Emitt (Uluslararası Doğu Akdeniz Turizm ve Seyehat) Fuarı geçen hafta sonu yapıldı. Turizmdeki kriz, tüm boyutlarıyla fuara da yansımıştı. Örneğin, bazı kentlerin yanısıra Gaziantebin de bu sene standı yoktu.
Ama bunun yanısıra başka hoşluklar vardı, özellikle Güneydoğu İllerinin standlarında ki gümbür gümbür davul sesleri bu sene yoktu. O nedenle de konuşulanları rahatlıkla anlayabildim.
Şehirler kendilerini tanıtmak için çok güzel mizansenler hazırlamışlardı. Hatay, muhteşem zenginlikteki yemeklerini yaydığı bir masanın bir tarafına Antiogos’u diğer tarafa Dafne’yi oturtmuştu. Standa girenler yemeklerin yanısıra Hatay’ın diğer kültür zenginliklerini de görme şansı elde ettiler.

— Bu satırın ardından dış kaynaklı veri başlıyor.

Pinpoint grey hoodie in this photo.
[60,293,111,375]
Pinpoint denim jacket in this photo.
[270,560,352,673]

Bu sene, her sene olduğu gibi ortalıkda dolaşan ünlü Anadolu Efsane kahramanları vardı. Paris ve Helen gibi... Paris, hatırlanacağı üzere, Helen’i Truva’ya kaçırmış ve tarihi değiştirmişti...
Kırşehir standında Yardım Sevenler Derneği temsilcileri kentlerine özgü yiyecekler satıyorlardı. O standdan dolmalık kuru kırmızıbiber aldım. Bu biberin kabuğu çok ince, o nedenle de doldurulmuyor, içerisine iç koyularak sarılıyor. Henüz denemedim, incecik dolmalık biberi haşlayıp, tıpkı kendilerinin yaptığı gibi, doldurmak yerine saracağım! Dernek üyeleri elde ettikleri gelirle öğrencilere burs veriyorlarmış. Aynı stant da ortada Neşet Ertaş’ın güzel bir mumyası da vardı.
Kastamonu standında Pınarbaşı İlçesine özgü Kara çorba dağıtıyorlardı. Kara çorba, tavuk etinin suyu ve kızılcık ekşisiyle yapılan bir çorba türü, çok da lezzetli. Köy tavuğu ile yapılmıştı, simsiyah rengi ile değişik ve sağlıklıydı.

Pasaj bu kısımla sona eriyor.